Катерок в ту минуту, устроив немыслимую ересь со сменой траектории, сел – чисто упал. Собралась складками дверца, в которой было что-то сказочное, и с места пилота кто-то выбирался.
Вагончик, качнувшись и поёрзав, угнездился в песочнице. Из него аннунак в форме вывел скованного за руки – того типа в корсарке, которого мельком видел редактор в лагере. Тряпку с головы его сняли, и длинными грязными волосами ласково поигрывал ветерок, поднятый посадкой. Только этот ветерок и был теперь милостив к утратившему права.
Из катерка выскочил и быстро пошёл к северу знакомый редактору силуэт. Редактор заслонил измученные глаза двумя пальцами. Свет лёг удачно.
Редактор узнал знакомый костюм и волосы прекрасного пепельного оттенка – густые и щедро вздымающиеся от пробора, они были безжалостно приглажены. Редактор подумал о нескольких прядях неопределённого «крэмового» цвета, оставшихся на его собственной макушке, и вздохнул.
Узкие очки, сильный подбородок – определённо редактор видел этого аннунака в святая святых во время решающего разговора относительно целей его полёта в колонию.
Тогда внушительная фигура со сложенными на груди руками в задравшихся рукавах виднелась у окна, как знак мужественности, вроде живой скульптуры, символизирующей определённые услуги Отечеству.

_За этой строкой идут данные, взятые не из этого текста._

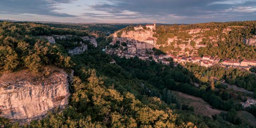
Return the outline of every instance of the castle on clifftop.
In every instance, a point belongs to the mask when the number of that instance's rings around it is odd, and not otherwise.
[[[154,25],[153,24],[146,24],[146,27],[147,29],[149,28],[150,30],[153,30],[156,29],[156,23],[154,23]],[[138,26],[134,27],[134,28],[135,30],[143,30],[143,27],[140,25]]]

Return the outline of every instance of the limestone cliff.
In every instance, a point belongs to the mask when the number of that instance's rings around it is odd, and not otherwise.
[[[117,37],[117,33],[119,31],[115,32],[113,35],[113,41],[116,40]],[[146,40],[148,38],[151,37],[154,40],[156,40],[157,38],[153,37],[154,32],[150,30],[130,31],[126,32],[124,31],[121,35],[121,37],[126,39],[134,39],[138,41],[142,41]]]
[[[46,78],[38,80],[28,70],[0,77],[0,116],[14,120],[39,118],[55,108],[63,108],[70,95],[68,74],[51,68]]]
[[[244,42],[248,45],[256,46],[256,36],[254,36],[252,38],[248,39],[244,38]]]

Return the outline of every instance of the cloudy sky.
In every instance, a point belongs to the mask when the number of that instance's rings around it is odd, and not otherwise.
[[[256,20],[256,0],[0,0],[0,19],[188,24]]]

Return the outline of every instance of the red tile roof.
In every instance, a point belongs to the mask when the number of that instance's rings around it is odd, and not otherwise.
[[[249,61],[248,61],[247,60],[244,60],[242,61],[242,62],[248,62]]]
[[[211,56],[205,56],[205,55],[204,55],[203,56],[203,57],[204,57],[204,58],[210,58]]]

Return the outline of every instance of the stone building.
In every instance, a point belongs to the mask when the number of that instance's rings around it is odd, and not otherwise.
[[[149,28],[151,30],[156,30],[156,23],[154,23],[154,25],[153,24],[146,24],[146,28],[147,29]]]
[[[142,26],[140,25],[139,26],[134,27],[134,29],[135,30],[137,31],[137,30],[143,30],[143,28],[142,27]]]

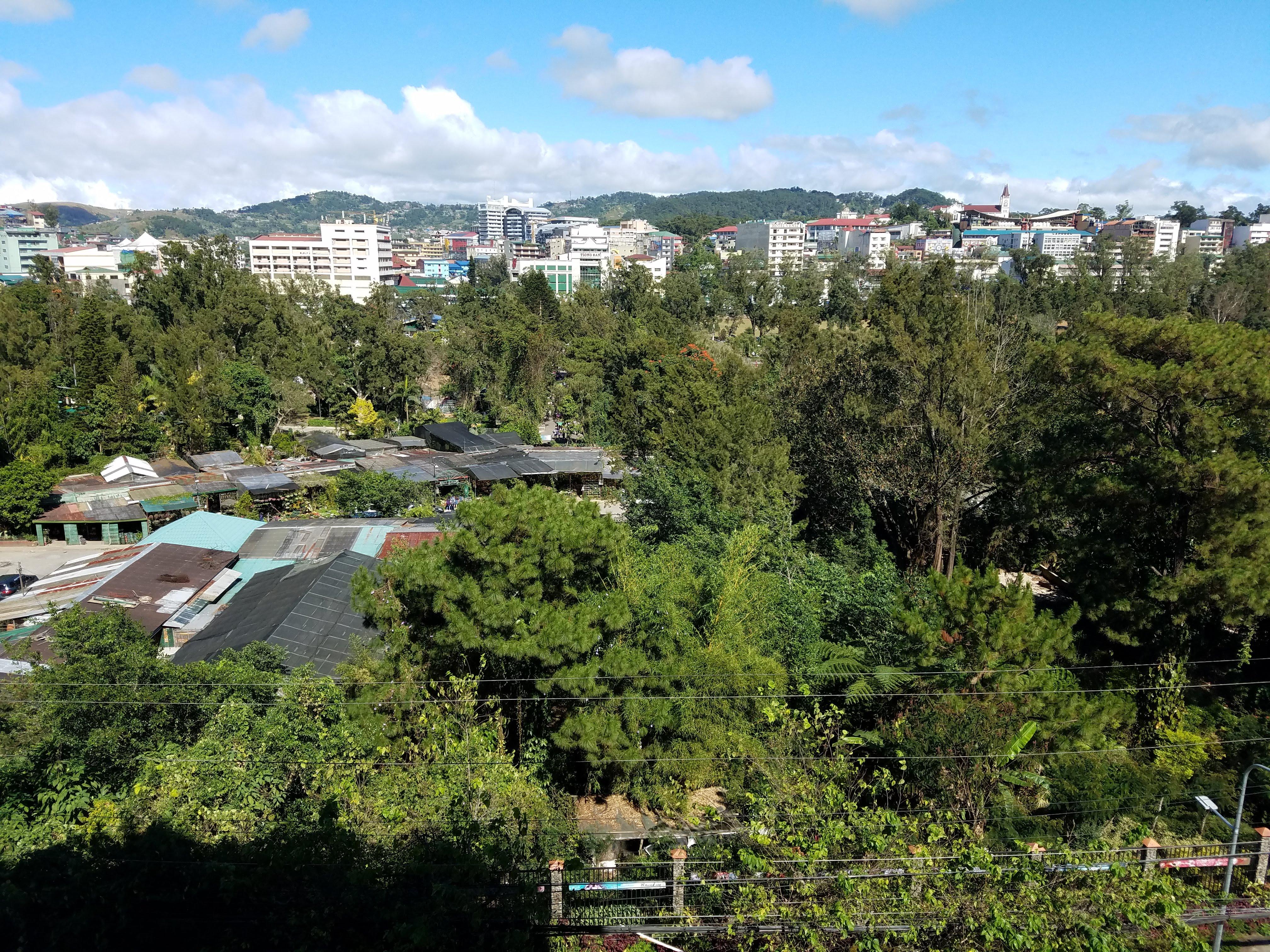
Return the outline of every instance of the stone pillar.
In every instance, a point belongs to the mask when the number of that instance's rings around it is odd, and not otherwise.
[[[551,871],[551,919],[564,919],[564,859],[547,863]]]
[[[671,850],[674,875],[674,914],[683,915],[683,861],[688,858],[688,850],[676,847]]]
[[[1270,826],[1256,826],[1253,828],[1257,835],[1261,838],[1261,850],[1257,853],[1257,886],[1265,886],[1266,882],[1266,861],[1270,861]]]
[[[1146,873],[1156,871],[1156,857],[1160,856],[1160,844],[1151,836],[1142,842],[1142,869]]]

С редактором беседу личную имели такие, как он сам, обычные клерки, с удавшейся жизнью, и только пропуск на тесёмочке, который редактор видел у себя на втянутом из-за этого животе, напоминал ему, что он находится среди страшных нибирийцев в страшном месте.
Это тот у окна сказал тогда доброжелательно:
– Не удивляйтесь…
Сейчас редактор удивляться и не собирался, а попросту искренне обрадовался. Молодой аннунак внушал самые приятные чувства и ощущение надёжности одним своим присутствием.
– Агент! – Крикнул он. – Агент, подождите!
Но пепельноволосый мельком навёл на него свои очки и сделал движение – тороплюсь, не обессудьте.
– Что? Что? Что?
Нин выкрикивала глупое прыгающее слово, бегая по комнате для переговоров. Энки сидел на картах, смяв их, и губы его были бледные. От смуглого лица вновь отхлынула кровь.
– Братишка… – Процедил он и покачал головой. – Зачем я ему это сказал.
Нин остановилась.
– Что?
– Да так.
Пятнадцать минут быстротечного времени Эриду прошли с той минуты, как полковник увела командора. Невнятные объяснения из переговорки ничего не дали. Дед не смог, видите ли, подойти. Эри и Антею не удалось отыскать в столице и предместьях. Какой-то юный неизвестный голос из дежурки по связи со столичными организациями безопасности ввёл их в ещё большее смятение. Сказано было немного, а поняли Энки и Нин и разъярённый десятник и того меньше. Остальных выпихнули за дверь и аннунаки волновались повсюду.
– Везде брошена работа.
– Она и так брошена.
– Нет… забастовка прекращена. Они ждут информации. Комитет забастовщиков прервал переговоры с профсоюзом Нибиру вплоть до того момента, когда им объяснят недоразумение. Они решили, что командор… арестован из-за них.
– Испереживались. – Бормотал Энки. – Кулачки истёрли. Слёзы солёные, щиплет. Милые…
Наконец переговорка ожила, и ещё один неизвестный голос рассказал, что командор сир Ану задержан для гражданского суда по обвинению в домогательстве и растлении несовершеннолетней. Имя не названо.
Нин вся покрылась пятнами яростной крови Ану, побежавшей по жилам с ускоренной силой – миллионы лет власти и высокомерия даром для гуманных потомков не проходят.
– «Не названо»! Я сейчас назову.
– Ты…
– Куда! В медпункт! К несовершеннолетней. Я её сейчас так растлю, что от неё мало что останется. Негодяйка!
Энки схватил Нин за плечи довольно крепко, ожидая сопротивления, но сестра замерла, глядя в сторону.